China charges Internet posters

BEIJING

Activists say China has filed subversion charges against Internet users who re-posted a call for protests modeled on the democracy movements in the Middle East.

The Hong Kong-based Information Center for Human Rights and Democracy said Wednesday at least three people were detained on charges of “inciting subversion of state power.”

US drops defense of anti-gay-union law

WASHINGTON

President Barack Obama ordered his administration Wednesday to stop defending the constitutionality of a federal law that bans recognition of gay marriage, a policy reversal that could have major implications for the rights and benefits of gay couples and reignite an emotional debate for the 2012 presidential campaign.

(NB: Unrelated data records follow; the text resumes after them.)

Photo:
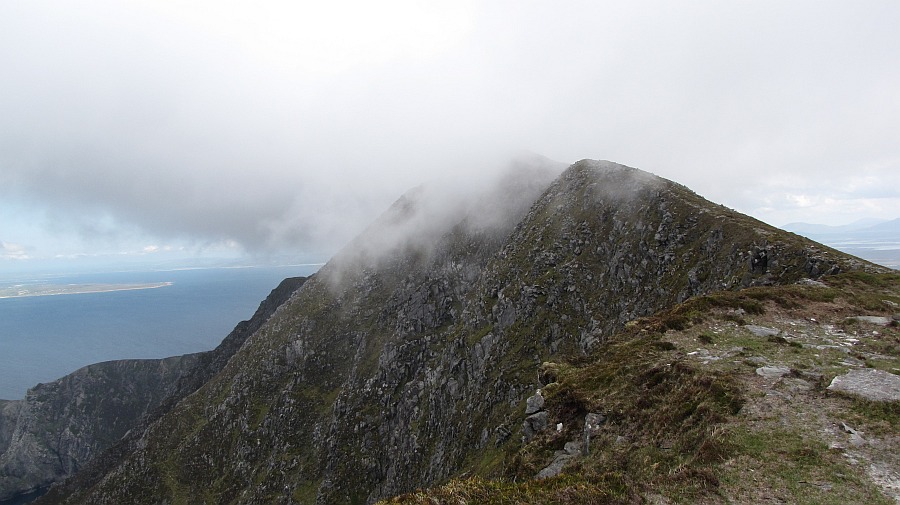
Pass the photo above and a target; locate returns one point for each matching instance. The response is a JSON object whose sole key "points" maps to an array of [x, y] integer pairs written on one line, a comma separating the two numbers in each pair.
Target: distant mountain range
{"points": [[872, 239]]}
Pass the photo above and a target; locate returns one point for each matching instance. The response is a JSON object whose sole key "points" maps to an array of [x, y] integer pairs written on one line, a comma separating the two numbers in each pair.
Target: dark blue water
{"points": [[43, 338]]}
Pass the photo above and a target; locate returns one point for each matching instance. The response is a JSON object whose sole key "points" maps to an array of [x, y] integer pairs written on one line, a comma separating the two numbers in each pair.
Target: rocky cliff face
{"points": [[409, 357], [60, 426]]}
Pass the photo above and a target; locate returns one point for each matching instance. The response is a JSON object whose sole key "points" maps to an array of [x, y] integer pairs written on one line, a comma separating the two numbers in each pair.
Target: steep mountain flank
{"points": [[60, 426], [409, 357]]}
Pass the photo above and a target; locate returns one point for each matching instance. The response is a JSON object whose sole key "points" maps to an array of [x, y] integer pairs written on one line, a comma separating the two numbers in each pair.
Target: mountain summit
{"points": [[414, 355]]}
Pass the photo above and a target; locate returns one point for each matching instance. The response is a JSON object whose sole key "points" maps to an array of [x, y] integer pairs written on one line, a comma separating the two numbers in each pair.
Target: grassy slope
{"points": [[690, 421]]}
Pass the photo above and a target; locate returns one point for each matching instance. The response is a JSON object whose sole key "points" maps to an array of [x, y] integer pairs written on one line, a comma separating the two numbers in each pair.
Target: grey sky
{"points": [[133, 126]]}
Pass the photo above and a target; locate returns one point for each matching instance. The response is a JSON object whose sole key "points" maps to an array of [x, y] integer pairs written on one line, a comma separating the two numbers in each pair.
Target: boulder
{"points": [[869, 384]]}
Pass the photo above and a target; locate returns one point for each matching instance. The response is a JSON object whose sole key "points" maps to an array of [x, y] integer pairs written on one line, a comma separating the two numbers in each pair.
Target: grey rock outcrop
{"points": [[868, 383]]}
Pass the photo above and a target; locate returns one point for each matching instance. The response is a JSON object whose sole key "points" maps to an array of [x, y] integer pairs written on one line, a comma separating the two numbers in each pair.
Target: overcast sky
{"points": [[252, 127]]}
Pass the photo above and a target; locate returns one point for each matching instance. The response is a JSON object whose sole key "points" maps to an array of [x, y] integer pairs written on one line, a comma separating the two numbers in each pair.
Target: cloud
{"points": [[13, 251], [280, 126]]}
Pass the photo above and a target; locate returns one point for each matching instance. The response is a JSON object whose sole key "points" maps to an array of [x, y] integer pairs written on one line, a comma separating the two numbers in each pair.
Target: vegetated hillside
{"points": [[407, 360], [777, 394], [59, 427]]}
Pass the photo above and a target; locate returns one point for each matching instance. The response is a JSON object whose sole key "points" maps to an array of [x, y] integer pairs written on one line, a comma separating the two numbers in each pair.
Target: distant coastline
{"points": [[26, 290]]}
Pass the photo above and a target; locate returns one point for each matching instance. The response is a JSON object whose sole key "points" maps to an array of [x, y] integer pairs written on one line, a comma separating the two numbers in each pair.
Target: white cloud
{"points": [[13, 251], [278, 125]]}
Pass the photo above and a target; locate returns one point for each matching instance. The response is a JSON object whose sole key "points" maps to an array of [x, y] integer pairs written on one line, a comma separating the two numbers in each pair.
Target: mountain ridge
{"points": [[400, 365]]}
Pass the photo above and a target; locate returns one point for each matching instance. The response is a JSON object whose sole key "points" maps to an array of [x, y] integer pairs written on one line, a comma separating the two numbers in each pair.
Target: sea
{"points": [[43, 338]]}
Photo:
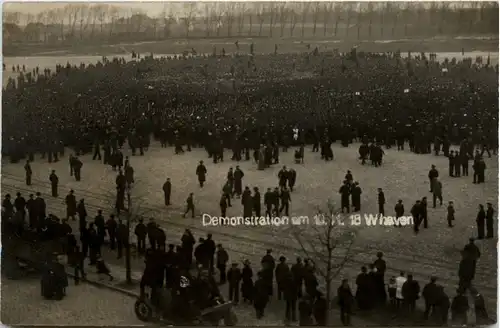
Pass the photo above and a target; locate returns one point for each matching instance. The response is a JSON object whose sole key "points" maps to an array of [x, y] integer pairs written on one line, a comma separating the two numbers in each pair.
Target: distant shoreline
{"points": [[262, 45]]}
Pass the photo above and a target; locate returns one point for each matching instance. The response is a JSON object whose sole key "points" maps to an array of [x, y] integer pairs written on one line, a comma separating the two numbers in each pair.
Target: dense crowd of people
{"points": [[252, 103], [245, 101], [297, 284]]}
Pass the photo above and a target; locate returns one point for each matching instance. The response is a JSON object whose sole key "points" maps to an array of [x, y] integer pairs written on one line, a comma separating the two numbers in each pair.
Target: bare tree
{"points": [[327, 12], [261, 16], [218, 16], [100, 13], [72, 11], [359, 20], [190, 9], [443, 10], [229, 17], [338, 15], [370, 11], [350, 13], [328, 244], [241, 17], [316, 10], [114, 14], [207, 19], [305, 12], [85, 14]]}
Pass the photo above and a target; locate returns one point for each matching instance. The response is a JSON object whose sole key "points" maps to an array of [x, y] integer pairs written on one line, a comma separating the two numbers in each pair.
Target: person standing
{"points": [[54, 181], [141, 233], [167, 189], [381, 202], [201, 172], [490, 212], [433, 173], [71, 205], [345, 302], [222, 259], [437, 192], [29, 172], [234, 279], [480, 221], [450, 217], [189, 206]]}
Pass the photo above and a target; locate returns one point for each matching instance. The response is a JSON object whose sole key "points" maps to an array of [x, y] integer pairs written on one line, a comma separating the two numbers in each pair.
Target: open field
{"points": [[262, 45], [434, 251]]}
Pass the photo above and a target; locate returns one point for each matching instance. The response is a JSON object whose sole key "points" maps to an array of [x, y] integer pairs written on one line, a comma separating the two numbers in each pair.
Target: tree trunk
{"points": [[250, 24], [271, 25]]}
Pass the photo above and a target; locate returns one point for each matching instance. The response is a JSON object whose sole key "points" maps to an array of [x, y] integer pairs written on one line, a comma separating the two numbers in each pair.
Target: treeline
{"points": [[368, 20]]}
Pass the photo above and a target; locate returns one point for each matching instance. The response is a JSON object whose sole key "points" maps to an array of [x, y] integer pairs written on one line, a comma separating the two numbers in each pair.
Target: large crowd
{"points": [[252, 98], [242, 102], [208, 266]]}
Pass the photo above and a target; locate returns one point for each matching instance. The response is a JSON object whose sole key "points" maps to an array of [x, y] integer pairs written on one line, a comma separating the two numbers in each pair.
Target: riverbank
{"points": [[261, 45]]}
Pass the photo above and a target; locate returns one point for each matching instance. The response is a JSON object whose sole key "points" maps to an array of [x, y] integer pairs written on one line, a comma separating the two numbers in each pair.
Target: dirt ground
{"points": [[435, 251], [262, 45]]}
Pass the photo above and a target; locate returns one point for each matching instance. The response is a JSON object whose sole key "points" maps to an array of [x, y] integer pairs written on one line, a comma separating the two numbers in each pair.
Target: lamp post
{"points": [[128, 266]]}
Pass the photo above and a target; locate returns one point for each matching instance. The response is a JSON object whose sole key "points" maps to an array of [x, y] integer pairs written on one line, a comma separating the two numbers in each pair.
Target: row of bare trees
{"points": [[78, 22]]}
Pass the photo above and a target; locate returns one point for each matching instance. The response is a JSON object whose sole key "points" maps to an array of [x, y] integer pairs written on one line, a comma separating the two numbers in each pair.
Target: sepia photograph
{"points": [[240, 163]]}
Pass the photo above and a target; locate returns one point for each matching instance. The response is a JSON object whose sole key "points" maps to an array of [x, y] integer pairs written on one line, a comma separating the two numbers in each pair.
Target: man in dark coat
{"points": [[305, 311], [167, 189], [291, 295], [29, 172], [112, 227], [40, 208], [430, 293], [298, 273], [238, 184], [480, 222], [201, 172], [459, 308], [344, 192], [490, 212], [261, 295], [141, 233], [410, 292], [77, 168], [222, 259], [256, 201], [268, 265], [292, 178], [345, 302], [320, 310], [54, 181], [285, 201], [70, 205], [234, 279], [281, 272], [381, 202], [189, 206], [356, 196]]}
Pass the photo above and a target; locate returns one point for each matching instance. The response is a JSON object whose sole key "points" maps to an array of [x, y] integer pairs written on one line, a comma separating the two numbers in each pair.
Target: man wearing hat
{"points": [[489, 220], [234, 278]]}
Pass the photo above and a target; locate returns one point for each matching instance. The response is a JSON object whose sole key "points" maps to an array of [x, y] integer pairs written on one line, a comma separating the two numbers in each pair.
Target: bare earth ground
{"points": [[435, 251], [262, 45], [84, 304]]}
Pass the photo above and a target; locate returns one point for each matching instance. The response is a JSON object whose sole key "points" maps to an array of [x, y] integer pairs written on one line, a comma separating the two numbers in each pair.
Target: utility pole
{"points": [[128, 265]]}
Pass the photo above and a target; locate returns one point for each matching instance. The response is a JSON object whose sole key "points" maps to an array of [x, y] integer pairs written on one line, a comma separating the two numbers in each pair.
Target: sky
{"points": [[151, 8]]}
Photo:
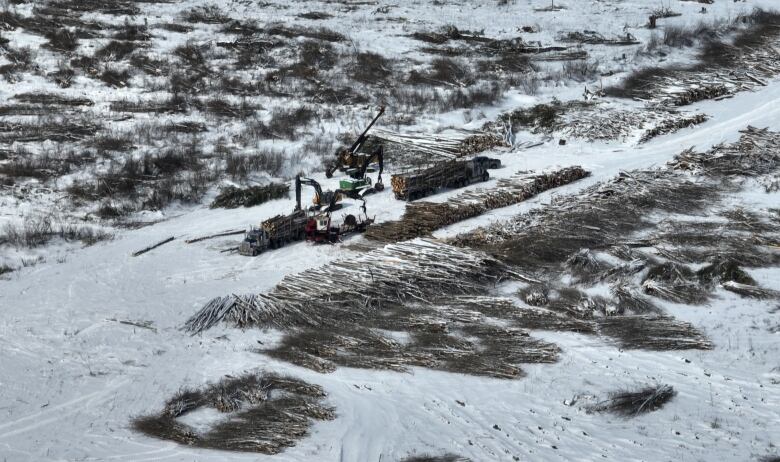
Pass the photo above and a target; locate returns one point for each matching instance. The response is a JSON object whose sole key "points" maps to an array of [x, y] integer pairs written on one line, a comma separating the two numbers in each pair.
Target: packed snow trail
{"points": [[73, 378]]}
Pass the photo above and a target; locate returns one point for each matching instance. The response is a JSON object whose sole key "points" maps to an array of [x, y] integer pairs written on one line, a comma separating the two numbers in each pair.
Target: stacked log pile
{"points": [[435, 176], [422, 218], [432, 147]]}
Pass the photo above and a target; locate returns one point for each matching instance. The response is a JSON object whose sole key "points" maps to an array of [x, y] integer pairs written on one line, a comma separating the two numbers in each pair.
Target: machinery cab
{"points": [[254, 241]]}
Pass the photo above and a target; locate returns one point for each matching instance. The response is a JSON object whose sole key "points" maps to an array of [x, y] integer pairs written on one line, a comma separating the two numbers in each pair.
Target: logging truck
{"points": [[274, 233], [450, 174], [313, 225]]}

Obama still is “grappling” with his personal views on whether gays should be allowed to marry but has long opposed the federal law as unnecessary and unfair, said spokesman Jay Carney.

Ford to recall F-150s

WASHINGTON

Under government pressure, Ford Motor Co. said Wednesday it will recall nearly 150,000 F-150 pickup trucks to fix air bags that could deploy without warning, a fraction of the vehicles the government contends should be called back and repaired.

The recall covers trucks from the 2005-06 model years in the United States and Canada for what the Dearborn, Mich., company calls a “relatively low risk” of the air bag’s deploying inadvertently.